St John designated as Fruit Belt developer
Saint John Baptist Church is being named "designated developer" for 50 city-owned lots in the Fruit Belt as it moves forward on a multi-million dollar plan to build 49 rental town houses.
They will be scattered across the community on the now-vacant lots.
It's part of a continuing expansion of Saint John and its affiliates, including a charter school, a planned second charter and the leafy McCarley Gardens housing complex which it plans to sell to the Buffalo Niagara Medical Campus.
However, there are critics of the plan.
Steve Mackie owns a car repair operation on Lemon Street and wishes he could buy vacant lot as easily as he says the church can.
"I'd like to start a program in my neighborhood. There's some lots on Lemon Street I'd like to acquire, if its feasible, but I never heard (of) them coming up for sale. I would like to do something in the Fruit Belt to enhance (the neighborhood) as well as train people."
Mackie says he was forced to sell property to the medical campus for too-low a price.

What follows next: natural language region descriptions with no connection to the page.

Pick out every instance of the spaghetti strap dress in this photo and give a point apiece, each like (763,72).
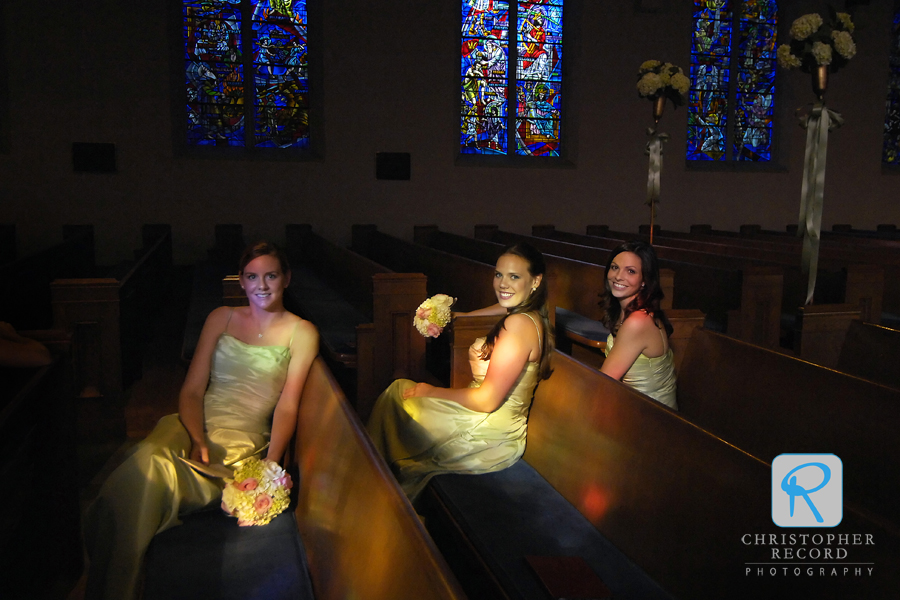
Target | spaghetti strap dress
(421,437)
(153,487)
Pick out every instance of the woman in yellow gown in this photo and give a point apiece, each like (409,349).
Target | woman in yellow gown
(422,430)
(239,399)
(637,350)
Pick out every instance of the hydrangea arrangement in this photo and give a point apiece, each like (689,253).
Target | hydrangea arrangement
(657,79)
(816,42)
(258,493)
(433,315)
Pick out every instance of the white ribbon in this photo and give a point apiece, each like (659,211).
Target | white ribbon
(817,123)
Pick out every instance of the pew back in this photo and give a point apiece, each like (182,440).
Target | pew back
(362,537)
(784,404)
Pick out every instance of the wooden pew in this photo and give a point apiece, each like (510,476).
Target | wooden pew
(740,298)
(767,403)
(206,284)
(843,278)
(677,500)
(362,538)
(871,352)
(110,316)
(73,257)
(40,531)
(364,312)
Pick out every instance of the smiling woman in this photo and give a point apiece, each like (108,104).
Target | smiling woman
(637,350)
(422,430)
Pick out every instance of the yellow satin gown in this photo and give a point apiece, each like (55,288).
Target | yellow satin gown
(148,492)
(654,377)
(423,437)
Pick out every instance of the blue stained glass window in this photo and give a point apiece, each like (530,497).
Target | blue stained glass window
(730,105)
(890,153)
(224,106)
(488,124)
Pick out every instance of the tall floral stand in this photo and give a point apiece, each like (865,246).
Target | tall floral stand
(654,150)
(817,123)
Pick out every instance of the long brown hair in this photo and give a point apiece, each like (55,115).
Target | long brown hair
(647,299)
(535,302)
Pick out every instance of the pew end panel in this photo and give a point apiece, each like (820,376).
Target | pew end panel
(768,403)
(671,496)
(871,352)
(362,537)
(820,331)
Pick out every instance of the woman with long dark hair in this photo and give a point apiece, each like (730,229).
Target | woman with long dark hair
(637,349)
(239,399)
(422,430)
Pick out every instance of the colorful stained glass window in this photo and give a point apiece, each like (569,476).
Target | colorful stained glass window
(890,153)
(488,124)
(731,100)
(224,106)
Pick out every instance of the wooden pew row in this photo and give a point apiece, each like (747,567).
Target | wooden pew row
(73,257)
(575,283)
(677,500)
(767,403)
(39,517)
(871,352)
(364,312)
(206,284)
(110,316)
(850,278)
(362,538)
(743,299)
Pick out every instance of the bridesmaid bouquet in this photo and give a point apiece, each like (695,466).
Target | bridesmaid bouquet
(258,493)
(433,315)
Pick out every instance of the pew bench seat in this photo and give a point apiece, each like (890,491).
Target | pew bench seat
(498,519)
(210,556)
(335,317)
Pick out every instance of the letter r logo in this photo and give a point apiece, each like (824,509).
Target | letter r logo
(807,490)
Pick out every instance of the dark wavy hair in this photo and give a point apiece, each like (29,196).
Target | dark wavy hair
(536,302)
(264,249)
(648,298)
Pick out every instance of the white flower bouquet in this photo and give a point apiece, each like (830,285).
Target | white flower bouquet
(816,42)
(433,315)
(258,493)
(657,79)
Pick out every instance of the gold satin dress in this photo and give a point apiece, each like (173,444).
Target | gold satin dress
(148,492)
(654,377)
(423,437)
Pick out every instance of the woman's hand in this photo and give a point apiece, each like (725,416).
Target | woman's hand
(419,390)
(200,452)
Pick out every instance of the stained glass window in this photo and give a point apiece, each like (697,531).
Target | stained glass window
(488,124)
(890,153)
(731,100)
(224,106)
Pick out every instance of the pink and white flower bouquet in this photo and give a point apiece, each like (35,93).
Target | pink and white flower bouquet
(259,491)
(433,315)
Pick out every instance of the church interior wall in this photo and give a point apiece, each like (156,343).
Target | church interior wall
(108,72)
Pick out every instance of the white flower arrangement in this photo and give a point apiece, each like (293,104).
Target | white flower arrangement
(816,42)
(656,78)
(433,315)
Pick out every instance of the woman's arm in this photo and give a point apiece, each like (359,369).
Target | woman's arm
(20,351)
(284,421)
(631,341)
(487,311)
(512,348)
(190,399)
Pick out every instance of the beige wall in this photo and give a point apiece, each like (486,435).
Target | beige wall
(103,71)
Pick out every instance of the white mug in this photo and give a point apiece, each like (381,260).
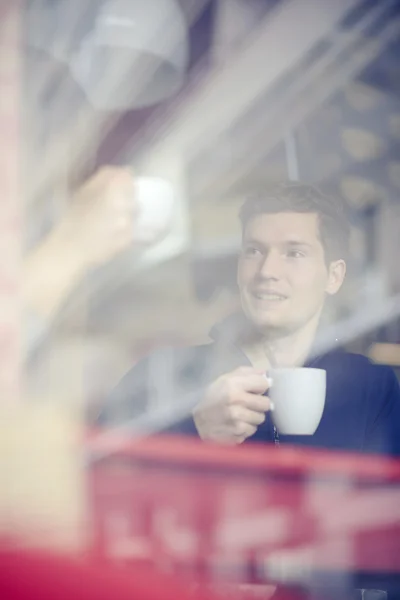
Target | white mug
(155,201)
(298,395)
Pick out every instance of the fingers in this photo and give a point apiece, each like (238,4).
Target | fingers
(253,402)
(254,382)
(243,414)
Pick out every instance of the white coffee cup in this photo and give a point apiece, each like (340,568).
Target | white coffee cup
(155,201)
(298,395)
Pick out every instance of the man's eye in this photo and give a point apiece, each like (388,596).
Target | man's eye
(295,254)
(251,251)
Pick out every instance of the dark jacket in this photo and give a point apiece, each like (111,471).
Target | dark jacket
(362,409)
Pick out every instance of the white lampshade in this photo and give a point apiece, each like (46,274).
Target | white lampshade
(125,53)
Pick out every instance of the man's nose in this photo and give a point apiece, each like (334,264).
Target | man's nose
(271,267)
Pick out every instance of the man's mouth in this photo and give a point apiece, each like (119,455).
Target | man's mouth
(269,296)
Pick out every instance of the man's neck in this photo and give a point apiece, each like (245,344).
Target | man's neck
(279,350)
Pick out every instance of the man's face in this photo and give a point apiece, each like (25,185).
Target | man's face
(282,274)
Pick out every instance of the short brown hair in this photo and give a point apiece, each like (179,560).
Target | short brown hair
(290,196)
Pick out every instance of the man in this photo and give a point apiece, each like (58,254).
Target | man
(293,258)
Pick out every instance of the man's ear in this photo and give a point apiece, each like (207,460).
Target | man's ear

Some neighbors appeared at a Council Economic Development Committee meeting in opposition because they are concerned about who will rent the town houses.
Saint John Pastor Michael Chapman says he's willing to let others get some of the vacant lots if they have a development plan.
The pastor says the church has spent millions over the last decade and will be spending tens of millions more this year and next year on housing and commercial space to take advantage of the business opportunities of the medical campus.
"We can do good housing (projects). We can do good commercial projects. This is a comprehensive development model," said Chapman.
"Those empty lots give us one advantage. The west side doesn't have space. The only place to build is on the east side of Buffalo."